No Evangelho, caros irmãos, Jesus voltou a nos ensinar sobre a questão do perdão ao pecador que vier a nos ofender. Ele nos encorajou a estarmos sempre prontos a perdoar o pecador que cometesse algum pecado contra nós. Por isso, o perdão aos agressores que nos maltratam e ofendem seria um dos atos mais nobres e apreciados por Deus, conforme o evangelho de Jesus; tornando-nos dignos de fazer parte do Reino dos céus! Por isso, Jesus exortava frequentemente os seus discípulos a amarem os seus inimigos e perdoarem aqueles que os ofendessem. Por esta razão Pedro queria saber de Jesus até que ponto ele deveria suportar aqueles irmãos que viessem a ofendê-lo reiteradamente. Então, “Pedro aproximou-se de Jesus e perguntou: ‘Senhor, quantas vezes devo perdoar, se meu irmão pecar contra mim? Até sete vezes?’ Jesus respondeu: ‘Não te digo até sete vezes, mas até setenta vezes sete.’” (Mt 18, 21-22). Ou seja, a orientação que Jesus deu aos seus discípulos foi no sentido que o perdão deveria ser dado sempre, em qualquer circunstância, sem nenhum limite!

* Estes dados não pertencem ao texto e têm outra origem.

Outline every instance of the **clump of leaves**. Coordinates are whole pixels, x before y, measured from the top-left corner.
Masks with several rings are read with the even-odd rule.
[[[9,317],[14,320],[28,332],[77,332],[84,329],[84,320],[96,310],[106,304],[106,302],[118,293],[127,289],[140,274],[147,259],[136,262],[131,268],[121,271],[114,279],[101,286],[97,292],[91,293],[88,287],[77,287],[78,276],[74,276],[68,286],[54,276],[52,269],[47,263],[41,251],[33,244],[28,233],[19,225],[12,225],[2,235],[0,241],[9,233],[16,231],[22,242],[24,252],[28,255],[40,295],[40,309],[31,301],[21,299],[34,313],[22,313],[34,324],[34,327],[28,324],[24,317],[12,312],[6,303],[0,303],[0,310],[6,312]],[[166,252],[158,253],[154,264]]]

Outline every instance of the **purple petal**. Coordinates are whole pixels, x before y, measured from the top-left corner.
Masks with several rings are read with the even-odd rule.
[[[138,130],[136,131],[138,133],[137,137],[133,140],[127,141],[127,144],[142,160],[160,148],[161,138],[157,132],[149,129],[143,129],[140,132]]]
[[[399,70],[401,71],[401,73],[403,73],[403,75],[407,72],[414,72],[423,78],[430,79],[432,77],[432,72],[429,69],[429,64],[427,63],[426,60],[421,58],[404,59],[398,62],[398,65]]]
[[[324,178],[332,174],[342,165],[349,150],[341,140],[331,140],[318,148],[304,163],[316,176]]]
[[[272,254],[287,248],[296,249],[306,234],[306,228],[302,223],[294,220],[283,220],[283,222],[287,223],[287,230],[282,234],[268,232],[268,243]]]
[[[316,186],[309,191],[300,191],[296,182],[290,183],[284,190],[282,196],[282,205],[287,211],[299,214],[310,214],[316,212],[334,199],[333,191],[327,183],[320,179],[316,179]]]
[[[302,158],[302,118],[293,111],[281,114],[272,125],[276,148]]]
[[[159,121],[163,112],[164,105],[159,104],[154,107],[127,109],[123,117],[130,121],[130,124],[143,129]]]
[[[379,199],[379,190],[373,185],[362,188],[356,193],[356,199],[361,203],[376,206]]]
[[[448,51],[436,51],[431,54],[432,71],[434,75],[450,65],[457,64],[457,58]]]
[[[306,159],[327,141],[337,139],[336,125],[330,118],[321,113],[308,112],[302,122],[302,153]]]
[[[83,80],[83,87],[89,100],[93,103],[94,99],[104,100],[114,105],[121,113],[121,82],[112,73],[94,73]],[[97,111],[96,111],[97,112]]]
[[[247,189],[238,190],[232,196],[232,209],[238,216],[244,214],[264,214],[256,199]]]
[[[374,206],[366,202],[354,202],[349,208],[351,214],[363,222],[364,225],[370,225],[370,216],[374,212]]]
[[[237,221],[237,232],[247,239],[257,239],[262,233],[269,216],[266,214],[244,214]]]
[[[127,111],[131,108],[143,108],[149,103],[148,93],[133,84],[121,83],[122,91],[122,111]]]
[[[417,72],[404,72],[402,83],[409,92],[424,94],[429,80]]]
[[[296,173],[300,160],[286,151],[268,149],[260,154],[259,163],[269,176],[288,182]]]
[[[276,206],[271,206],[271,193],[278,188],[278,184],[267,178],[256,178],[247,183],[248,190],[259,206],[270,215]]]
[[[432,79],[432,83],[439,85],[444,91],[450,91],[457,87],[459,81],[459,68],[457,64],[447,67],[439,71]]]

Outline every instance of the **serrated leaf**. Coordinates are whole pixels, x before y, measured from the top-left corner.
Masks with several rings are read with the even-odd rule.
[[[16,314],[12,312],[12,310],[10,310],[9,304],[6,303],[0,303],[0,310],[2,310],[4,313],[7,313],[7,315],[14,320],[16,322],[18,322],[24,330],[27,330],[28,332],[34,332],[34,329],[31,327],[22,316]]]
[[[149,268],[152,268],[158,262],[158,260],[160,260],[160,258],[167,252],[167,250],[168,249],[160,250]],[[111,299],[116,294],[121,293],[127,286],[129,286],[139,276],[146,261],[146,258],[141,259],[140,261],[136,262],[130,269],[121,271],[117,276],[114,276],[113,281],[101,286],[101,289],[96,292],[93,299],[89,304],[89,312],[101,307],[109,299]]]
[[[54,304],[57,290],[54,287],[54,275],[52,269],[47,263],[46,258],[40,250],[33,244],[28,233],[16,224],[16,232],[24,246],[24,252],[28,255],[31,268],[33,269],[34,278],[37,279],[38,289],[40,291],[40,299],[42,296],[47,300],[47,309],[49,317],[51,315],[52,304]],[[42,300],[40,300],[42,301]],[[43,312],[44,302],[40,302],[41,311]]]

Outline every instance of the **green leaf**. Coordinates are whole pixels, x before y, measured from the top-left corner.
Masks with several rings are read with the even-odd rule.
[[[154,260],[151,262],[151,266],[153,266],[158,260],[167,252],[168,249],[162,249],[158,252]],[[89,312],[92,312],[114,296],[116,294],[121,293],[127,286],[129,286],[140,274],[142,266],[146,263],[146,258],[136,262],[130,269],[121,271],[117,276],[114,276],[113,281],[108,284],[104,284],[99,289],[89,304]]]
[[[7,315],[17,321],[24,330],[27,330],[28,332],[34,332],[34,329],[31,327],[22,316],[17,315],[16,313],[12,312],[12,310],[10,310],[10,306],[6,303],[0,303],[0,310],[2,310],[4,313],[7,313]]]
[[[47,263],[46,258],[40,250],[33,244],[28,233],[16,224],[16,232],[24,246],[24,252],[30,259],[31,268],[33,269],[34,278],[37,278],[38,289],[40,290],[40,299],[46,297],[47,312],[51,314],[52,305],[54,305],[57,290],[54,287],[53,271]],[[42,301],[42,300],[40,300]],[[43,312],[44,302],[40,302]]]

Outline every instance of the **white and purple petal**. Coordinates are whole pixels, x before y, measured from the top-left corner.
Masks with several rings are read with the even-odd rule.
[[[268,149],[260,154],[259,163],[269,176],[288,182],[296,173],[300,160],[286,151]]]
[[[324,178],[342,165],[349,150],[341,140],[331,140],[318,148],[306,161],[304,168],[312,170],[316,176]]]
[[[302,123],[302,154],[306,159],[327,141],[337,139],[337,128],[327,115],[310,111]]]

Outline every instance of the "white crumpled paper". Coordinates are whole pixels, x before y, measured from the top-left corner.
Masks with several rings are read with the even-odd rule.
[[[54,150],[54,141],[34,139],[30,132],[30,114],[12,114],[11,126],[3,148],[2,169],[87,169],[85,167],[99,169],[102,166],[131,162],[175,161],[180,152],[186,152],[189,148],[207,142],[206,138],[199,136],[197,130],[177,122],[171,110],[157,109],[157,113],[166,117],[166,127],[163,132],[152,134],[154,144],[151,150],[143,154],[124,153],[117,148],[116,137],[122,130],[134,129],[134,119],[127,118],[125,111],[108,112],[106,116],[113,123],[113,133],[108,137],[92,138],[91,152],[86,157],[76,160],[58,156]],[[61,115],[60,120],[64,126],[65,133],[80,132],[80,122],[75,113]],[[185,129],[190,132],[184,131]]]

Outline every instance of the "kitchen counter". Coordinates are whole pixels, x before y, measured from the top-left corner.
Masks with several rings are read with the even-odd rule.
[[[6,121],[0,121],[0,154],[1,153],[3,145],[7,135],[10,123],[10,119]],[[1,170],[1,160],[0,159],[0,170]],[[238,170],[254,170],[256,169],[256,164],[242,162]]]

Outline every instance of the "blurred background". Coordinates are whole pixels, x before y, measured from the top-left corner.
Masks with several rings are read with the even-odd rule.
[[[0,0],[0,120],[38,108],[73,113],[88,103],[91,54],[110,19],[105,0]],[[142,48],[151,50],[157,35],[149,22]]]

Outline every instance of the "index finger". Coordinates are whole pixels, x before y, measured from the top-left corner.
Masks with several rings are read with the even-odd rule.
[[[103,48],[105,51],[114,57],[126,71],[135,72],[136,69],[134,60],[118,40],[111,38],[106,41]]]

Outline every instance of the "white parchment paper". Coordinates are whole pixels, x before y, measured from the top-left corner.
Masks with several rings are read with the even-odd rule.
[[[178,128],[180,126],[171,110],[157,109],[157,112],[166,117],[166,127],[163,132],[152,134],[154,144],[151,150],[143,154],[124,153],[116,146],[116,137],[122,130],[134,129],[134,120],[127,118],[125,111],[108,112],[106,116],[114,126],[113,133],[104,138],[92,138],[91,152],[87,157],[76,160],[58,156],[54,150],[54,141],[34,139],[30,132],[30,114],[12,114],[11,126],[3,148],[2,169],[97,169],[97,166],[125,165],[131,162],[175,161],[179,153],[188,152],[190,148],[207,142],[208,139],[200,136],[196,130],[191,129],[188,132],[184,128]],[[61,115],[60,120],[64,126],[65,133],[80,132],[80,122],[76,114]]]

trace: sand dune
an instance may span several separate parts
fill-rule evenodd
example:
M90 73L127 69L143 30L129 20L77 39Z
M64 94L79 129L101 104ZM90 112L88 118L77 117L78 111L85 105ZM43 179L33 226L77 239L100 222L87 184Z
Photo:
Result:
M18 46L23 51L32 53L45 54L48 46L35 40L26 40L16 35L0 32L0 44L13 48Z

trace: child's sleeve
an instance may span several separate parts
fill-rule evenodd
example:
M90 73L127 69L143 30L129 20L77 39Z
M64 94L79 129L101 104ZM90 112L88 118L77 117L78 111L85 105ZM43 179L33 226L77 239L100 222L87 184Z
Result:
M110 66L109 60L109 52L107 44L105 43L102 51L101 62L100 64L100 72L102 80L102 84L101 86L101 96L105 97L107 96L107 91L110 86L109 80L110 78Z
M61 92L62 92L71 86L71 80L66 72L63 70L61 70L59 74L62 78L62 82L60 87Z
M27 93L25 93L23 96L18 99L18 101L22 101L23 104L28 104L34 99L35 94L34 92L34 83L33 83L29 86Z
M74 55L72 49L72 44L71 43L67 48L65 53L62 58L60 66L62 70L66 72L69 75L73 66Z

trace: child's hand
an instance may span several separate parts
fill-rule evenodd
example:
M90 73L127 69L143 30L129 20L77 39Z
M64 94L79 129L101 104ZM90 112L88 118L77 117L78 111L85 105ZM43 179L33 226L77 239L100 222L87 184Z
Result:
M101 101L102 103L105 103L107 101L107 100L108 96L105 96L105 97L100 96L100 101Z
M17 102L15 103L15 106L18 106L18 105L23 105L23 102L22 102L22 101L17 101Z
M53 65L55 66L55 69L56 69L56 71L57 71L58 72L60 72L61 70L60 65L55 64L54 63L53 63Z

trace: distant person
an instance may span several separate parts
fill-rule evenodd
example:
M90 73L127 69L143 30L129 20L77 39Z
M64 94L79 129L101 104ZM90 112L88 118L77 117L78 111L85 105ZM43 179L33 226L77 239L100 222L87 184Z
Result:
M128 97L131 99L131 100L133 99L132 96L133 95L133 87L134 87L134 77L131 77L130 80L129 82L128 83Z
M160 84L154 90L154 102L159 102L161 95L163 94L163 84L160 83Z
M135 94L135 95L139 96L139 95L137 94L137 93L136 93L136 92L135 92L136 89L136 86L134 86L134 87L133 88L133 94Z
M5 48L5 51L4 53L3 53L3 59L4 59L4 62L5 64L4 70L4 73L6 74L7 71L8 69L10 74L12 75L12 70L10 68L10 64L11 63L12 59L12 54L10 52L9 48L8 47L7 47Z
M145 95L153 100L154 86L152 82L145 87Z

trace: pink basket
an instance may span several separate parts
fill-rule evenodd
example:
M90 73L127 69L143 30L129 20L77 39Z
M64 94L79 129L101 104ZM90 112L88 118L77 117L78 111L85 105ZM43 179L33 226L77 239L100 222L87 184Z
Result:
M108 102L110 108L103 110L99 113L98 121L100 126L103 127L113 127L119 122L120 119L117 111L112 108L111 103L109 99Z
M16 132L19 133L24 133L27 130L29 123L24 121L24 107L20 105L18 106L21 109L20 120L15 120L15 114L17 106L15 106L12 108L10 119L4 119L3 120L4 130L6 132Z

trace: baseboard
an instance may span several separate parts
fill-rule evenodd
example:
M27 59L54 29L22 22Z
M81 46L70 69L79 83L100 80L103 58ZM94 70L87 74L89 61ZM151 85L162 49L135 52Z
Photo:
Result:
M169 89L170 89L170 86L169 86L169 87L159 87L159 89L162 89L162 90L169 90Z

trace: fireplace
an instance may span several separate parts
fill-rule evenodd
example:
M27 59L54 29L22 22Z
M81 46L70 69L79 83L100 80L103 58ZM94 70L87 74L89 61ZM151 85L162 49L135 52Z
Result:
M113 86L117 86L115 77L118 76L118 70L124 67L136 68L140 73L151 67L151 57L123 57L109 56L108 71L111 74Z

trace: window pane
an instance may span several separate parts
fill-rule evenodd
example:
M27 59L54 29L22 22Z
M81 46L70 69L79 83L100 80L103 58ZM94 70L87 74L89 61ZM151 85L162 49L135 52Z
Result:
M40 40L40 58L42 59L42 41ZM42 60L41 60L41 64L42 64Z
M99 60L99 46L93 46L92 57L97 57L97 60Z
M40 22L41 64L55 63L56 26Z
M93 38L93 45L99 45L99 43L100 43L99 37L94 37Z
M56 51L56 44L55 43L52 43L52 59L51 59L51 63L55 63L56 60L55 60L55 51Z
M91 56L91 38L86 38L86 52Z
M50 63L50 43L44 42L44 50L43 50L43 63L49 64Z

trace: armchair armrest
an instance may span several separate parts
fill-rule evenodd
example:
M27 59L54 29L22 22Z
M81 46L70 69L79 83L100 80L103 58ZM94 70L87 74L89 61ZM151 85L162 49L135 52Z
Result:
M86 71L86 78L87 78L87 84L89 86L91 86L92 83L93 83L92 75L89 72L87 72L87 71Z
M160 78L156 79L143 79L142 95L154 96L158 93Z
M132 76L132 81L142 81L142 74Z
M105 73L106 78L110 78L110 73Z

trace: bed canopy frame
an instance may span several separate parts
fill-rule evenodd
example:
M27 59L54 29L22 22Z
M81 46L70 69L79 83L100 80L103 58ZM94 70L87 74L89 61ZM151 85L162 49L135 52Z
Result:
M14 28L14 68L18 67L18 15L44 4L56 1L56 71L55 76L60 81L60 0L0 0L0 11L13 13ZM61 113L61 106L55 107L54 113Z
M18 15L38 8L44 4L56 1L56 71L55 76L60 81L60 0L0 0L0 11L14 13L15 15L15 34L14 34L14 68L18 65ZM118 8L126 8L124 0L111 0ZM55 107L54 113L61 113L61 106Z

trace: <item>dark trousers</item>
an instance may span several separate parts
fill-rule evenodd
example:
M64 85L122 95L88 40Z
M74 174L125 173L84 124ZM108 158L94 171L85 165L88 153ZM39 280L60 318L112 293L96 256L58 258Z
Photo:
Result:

Deste modo, para explicar o perdão misericordioso de Deus por nós e estimular-nos a perdoar os nossos irmãos da mesma forma, Jesus contou a seguinte parábola, dizendo: “O Reino dos Céus é como um rei que resolveu acertar as contas com seus empregados” (Mt 18, 23). E prosseguindo na parábola, Jesus disse que este rei havia perdoado a dívida de um de seus empregados, que era, na verdade, uma enorme fortuna. Mas, depois disto, este empregado foi muito cruel com um irmão dele, que lhe devia uma quantia insignificante. Então, o rei vindo a saber disto, disse: “Empregado perverso, eu te perdoei toda a tua dívida, porque tu me suplicaste. Não devias tu também, ter compaixão do teu companheiro, como eu tive compaixão de ti?’ O patrão indignou-se e mandou entregar aquele empregado aos torturadores, até que pagasse toda a sua dívida” (Mt 18, 32-34). E por fim, Jesus fez a aplicação da parábola, dizendo: “É assim que o meu Pai que está nos céus fará convosco, se cada um não perdoar de coração ao seu irmão” (Mt 18 35).
Com estas palavras, caros irmãos, o Senhor Jesus nos ensinou que o perdão dado aos que nos ofendem é uma das condições fundamentais para que sejamos admitidos no Reino dos Céus. Por isso, ó Senhor nosso Deus de misericórdia, dai-nos a graça de perdoar a quem nos ofendeu, segundo a vossa vontade, e “fazei brilhar o vosso semblante ao vosso servo e ensinai-me vossas leis e mandamentos” ( Sl 118, 135)!